We’re finally having a spate of gorgeous weather in NYC, but in case your weather’s not as nice as mine, here are 15 books for your wintertime reading. The list is almost evenly split between fiction and non-fiction.
As usual, the links are to Amazon. As you know, Cold War is an Amazon affiliate and we receive a small commission on each of your purchases. You never pay more than you would if you weren’t buying through our link. (You may wonder why I always go through this spiel. Because it’s required by law, that’s why!)
Despite the Amazon ‘thing’, you should know that my first “go to” is always the New York Public Library. Since librarians are definitely under siege these days, I hope you’ll give your local library a try before you buy. They deserve our full support! Can’t find what you’re looking for in the library? What about your local bookstore? They’re facing challenges too!
Book descriptions are drawn from Amazon and New York Times book reviews.
I think this is the first time I’ve posted books for kids, but I came across these two middle grade novels about the legacies of partition and thought it was worth putting them on the list.
American Girls: One Woman’s Journey into the Islamic State and Her Sister’s Fight to Bring Her Home
Jessica Roy’s “American Girls” explores the story of how a young woman from the Ozarks wound up an ISIS wife in Syria. In a tale of religious extremism, radicalization, and the bonds of family, the book traces the divergent fates of two sisters through a saga of poverty, misogyny, abuse and terrorism. Central to the narrative is the sister back home who works tirelessly to help her Jihadist controlled sibling escape.

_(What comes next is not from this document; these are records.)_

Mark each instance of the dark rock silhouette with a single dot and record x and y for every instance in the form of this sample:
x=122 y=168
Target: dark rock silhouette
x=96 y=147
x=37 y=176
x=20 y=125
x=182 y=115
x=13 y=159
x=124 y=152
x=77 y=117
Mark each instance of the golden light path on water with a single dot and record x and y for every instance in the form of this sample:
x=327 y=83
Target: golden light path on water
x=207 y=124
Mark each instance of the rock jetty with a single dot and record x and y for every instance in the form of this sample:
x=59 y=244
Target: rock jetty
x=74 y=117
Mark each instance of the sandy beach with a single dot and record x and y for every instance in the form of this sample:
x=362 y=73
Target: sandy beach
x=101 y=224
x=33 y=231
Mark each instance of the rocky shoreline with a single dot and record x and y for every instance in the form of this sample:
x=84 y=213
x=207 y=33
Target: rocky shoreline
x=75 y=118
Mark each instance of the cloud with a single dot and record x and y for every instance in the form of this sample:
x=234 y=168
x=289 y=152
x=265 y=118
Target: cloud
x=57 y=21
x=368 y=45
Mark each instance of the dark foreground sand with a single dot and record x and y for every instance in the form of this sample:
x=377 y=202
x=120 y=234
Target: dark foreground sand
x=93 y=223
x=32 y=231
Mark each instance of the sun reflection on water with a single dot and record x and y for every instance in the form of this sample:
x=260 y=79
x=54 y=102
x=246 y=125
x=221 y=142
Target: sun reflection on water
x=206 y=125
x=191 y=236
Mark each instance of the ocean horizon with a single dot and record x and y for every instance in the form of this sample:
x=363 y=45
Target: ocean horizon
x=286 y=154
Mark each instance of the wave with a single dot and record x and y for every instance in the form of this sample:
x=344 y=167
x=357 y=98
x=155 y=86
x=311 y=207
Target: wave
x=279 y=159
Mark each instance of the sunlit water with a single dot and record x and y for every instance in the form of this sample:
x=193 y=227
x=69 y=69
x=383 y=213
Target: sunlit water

Medgar and Myrlie: Medgar Evers and the Love Story That Awakened AmericaThe MSNBC host Joy-Ann Reid tells the story of the civil rights activists Medgar and Myrlie Evers. Reid follows Myrlie beyond Medgar’s 1963 assassination and into her struggles during the succeeding decades, a time when she found her voice as a public speaker in the movement for racial justice.
Marguerite Higgins Hall was an American reporter and war correspondent (who) covered World War II, the Korean War, and the Vietnam War, and in the process advanced the cause of equal access for female war correspondents.
(I love to read about women war correspondents. Can’t wait to get my eyes on this.)
If you grew up in the 1980s, the Vietnam redemption arc was imprinted on your gray matter by a stampede of young novelists and filmmakers coming to grips with their foundational trauma: patriotic innocence shattered by the barbarity of jungle warfare; the return home to a hostile nation; the chasm of despair and addiction; and finally, the healing power of activism. This was the generational narrative, told and retold in classics like “Born on the Fourth of July” and “The Things They Carried” — the ballad of the boomer, a masculine coming-of-age cri de coeur.
Now Kristin Hannah takes up the Vietnam epic and re-centers the story on the experience of women — in this instance, the military nurses who worked under fire, on bases and in field hospitals, to patch soldiers back together. Or not.
I’m not a real fan of Hannah, but I’ve read she’s in top form here and I’m anxious to read a female perspective on the war. My copy arrives today.
Andrew X. Pham’s first novel, Twilight Territory, imagines an unlikely romance during a nation’s fight for independence. Described as “a sweeping first novel of love, war, and resistance in post–World War II Vietnam,” this book takes place during Vietnam’s fight for independence from France.
Brotherless Night, V.V. Ganeshananthan’s 2023 novel, is a New York Times Book Review Editors’ Choice and an NPR Best Book of the Year. It’s the story of “a courageous young Sri Lankan woman (who) tries to protect her dream of becoming a doctor. On the cusp of Sri Lanka’s civil war, Sashi’s community endures brutal state repression. As her brothers join the militant Tamil Tigers, Sashi’s shifting relationship to violence shows, “with meticulous accuracy, what it feels like to inhabit a day-to-day life onto which someone else, from the privilege of great distance, can throw a word like ‘terrorism’ and be done . . .”
Forgiving Imelda Marcos by Nathaniel Go is the story of two women whose choices shaped their country’s history, Imelda Marcos and Corazon Aquino. Amazon notes:
Imelda, best known for her excessive shoe collection, was the flamboyant wife of the late Philippine dictator; Corazon was the wife of the opposition politician who was allegedly killed by the Marcoses. An unassuming housewife, Corazon rose up after her husband’s death to lead the massive rallies that eventually toppled the Marcos dictatorship.
I found this book quite by accident the other day and started it this morning. It’s a quick read, only 167 pages.
I hope you find something in the selections to read while you stay cozy and warm. If you have books you’d like to add, feel free to list them in the comments!